Elle est aussi liée à une importante augmentation du nombre de cas de microcéphalie (périmètre crânien inférieur aux normes avec des atteintes cérébrales) chez les nouveau-nés après ­infection de la mère au cours de la grossesse.

Plusieurs labos sur les rangs

« Nous avons à la fois l’expertise et les capacités de production, ce qui nous permet d’avancer très rapidement », explique Nicholas Jackson, directeur de la recherche de Sanofi Pasteur, la division vaccins du groupe. Le laboratoire a reçu, fin 2015, le feu vert de plusieurs pays, dont le Brésil, pour commercialiser Dengvaxia, le premier vaccin au monde contre la dengue, qui est transmise, comme Zika, par le moustique Aedes. « Ces deux virus partagent environ 60 % de leur patrimoine génétique et ils provoquent les mêmes symptômes », précise le scientifique. Ils ressemblent à ceux de la grippe – fièvre modérée, maux de tête, douleurs musculaires et articulaires – et disparaissent généralement dans un délai de deux à sept jours, selon l’OMS.

« Il nous a fallu vingt ans pour développer Dengvaxia. Cela nous a permis d’acquérir des connaissances précieuses sur cette famille de virus – les flavivirus – et nous pensons possible d’adapter à Zika le vaccin contre la dengue », ajoute M. Jackson. L’architecture de ce vaccin avait aussi été utilisée avec succès pour en produire un contre l’encéphalite japonaise. Plus de 1,7 million de doses ont déjà été injectées depuis son lancement, il y a trois ans. Pour mieux cerner Zika, le groupe compte sur son expérience dans la fièvre jaune, un autre virus proche, pour lequel le groupe a aussi lancé un vaccin. Plus de 415 millions de doses ont été injectées depuis son autorisation, en 1986.
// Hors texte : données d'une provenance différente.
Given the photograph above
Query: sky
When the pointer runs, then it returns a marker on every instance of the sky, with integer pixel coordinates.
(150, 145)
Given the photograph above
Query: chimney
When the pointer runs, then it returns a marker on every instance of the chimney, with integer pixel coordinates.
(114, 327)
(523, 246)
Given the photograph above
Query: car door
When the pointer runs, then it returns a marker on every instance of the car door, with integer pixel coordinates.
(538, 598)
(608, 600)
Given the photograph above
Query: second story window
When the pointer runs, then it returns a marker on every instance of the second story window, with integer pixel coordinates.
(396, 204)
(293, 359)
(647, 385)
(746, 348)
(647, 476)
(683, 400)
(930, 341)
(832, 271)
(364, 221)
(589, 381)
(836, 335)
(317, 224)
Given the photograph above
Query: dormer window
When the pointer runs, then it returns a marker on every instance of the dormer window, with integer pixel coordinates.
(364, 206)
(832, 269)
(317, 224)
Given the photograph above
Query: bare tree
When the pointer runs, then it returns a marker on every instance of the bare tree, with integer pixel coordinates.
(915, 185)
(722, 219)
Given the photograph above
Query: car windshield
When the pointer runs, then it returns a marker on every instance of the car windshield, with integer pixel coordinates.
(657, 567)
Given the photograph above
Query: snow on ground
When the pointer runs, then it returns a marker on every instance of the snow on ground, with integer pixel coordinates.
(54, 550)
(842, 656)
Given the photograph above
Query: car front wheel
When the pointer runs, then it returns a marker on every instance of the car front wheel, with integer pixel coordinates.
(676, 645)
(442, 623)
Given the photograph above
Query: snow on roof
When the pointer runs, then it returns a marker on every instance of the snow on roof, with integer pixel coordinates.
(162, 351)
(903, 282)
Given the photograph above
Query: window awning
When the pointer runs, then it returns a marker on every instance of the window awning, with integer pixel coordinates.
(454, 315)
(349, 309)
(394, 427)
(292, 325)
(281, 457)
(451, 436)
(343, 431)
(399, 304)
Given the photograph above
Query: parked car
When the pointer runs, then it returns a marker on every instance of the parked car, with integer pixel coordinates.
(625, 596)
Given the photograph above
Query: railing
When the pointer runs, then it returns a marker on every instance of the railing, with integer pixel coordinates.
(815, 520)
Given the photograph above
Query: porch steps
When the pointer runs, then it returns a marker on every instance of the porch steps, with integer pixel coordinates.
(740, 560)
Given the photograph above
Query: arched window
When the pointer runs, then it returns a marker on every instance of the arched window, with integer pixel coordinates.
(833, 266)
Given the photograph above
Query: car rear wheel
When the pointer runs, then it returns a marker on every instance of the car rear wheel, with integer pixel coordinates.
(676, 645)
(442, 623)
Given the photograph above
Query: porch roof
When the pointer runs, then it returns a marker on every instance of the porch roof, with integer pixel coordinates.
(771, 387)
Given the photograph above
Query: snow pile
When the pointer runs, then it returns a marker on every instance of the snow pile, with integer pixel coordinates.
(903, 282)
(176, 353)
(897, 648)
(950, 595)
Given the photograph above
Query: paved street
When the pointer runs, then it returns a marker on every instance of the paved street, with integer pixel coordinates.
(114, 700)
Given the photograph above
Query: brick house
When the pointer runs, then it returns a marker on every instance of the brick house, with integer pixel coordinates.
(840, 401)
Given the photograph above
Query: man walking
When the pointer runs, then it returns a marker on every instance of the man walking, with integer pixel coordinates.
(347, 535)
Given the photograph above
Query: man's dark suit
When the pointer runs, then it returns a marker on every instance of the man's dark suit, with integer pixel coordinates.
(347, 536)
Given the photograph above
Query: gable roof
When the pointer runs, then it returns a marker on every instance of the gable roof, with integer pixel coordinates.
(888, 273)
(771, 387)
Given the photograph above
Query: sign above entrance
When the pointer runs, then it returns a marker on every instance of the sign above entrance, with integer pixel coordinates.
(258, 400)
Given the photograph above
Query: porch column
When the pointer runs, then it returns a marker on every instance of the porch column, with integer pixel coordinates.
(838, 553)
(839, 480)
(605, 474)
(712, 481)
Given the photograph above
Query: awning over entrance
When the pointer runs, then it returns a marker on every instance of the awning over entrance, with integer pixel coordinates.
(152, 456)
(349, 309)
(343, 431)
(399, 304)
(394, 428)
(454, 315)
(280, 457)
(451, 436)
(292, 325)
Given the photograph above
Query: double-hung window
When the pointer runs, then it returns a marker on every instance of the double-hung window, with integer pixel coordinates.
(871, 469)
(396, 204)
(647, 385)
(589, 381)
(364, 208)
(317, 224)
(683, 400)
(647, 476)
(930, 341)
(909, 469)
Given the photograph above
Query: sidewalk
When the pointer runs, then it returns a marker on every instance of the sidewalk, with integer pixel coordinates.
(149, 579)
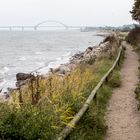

Zika est dans la ligne de mire de Sanofi-Pasteur depuis plusieurs mois déjà. « Dans le cadre du développement de Dengvaxia, nous avons été amenés à le surveiller », souligne Nicholas Jackson. « Nous étudions ainsi en permanence différents virus, afin de repérer d’éventuelles opportunités. » Le groupe tricolore n’est pas seul sur les rangs : le groupe indien Bharat Biotech a déclaré en février qu’il commencerait de façon imminente ses essais précliniques sur des animaux. Aux Etats-Unis, un des National Institutes for Health travaille de son côté sur un vaccin à ADN, et annonce des premiers tests chez l’homme dès cette année.

Faire oublier une série de mauvaises nouvelles

Le 8 février, le président américain, Barack Obama, a promis de débloquer 1,8 milliard de dollars (1,64 milliard d’euros) pour la prévention et la recherche sur Zika, tandis que l’Agence européenne des médicaments va créer un comité d’experts pour accélérer l’étude du virus. « Nous comptons beaucoup sur la collaboration de l’Europe et des Etats-Unis », car des essais cliniques sur Zika « peuvent être très coûteux » en impliquant, nécessairement, plusieurs milliers de patients, expliquait Elias Zerhouni, le président de la recherche-développement du groupe Sanofi, lors de la présentation des résultats annuels de l’entreprise le 9 février. Dans l’immédiat, Sanofi-Pasteur va mettre « plusieurs millions d’euros » sur la table pour la phase de recherche préclinique sur Zika, avait-il précisé.

Le laboratoire français, qui tente de faire oublier une série de mauvaises nouvelles – la sous-performance de sa division diabète notamment –, compte en partie sur les vaccins pour redorer son blason. Les ventes de Sanofi-Pasteur sont au beau fixe – à 4,7 milliards d’euros en 2015, soit 7 % de plus qu’en 2014 – et les perspectives sont attrayantes. La montée en puissance des pays émergents y est pour beaucoup : les ventes de vaccins y ont bondi de près de 12 % en 2015 et représentent ­désormais près du tiers du chiffre d’affaires de Sanofi-Pasteur. En 2016, le groupe compte sur Dengvaxia pour transformer l’essai. Le vaccin est déjà autorisé au Mexique, au Brésil, au Salvador et aux Philippines.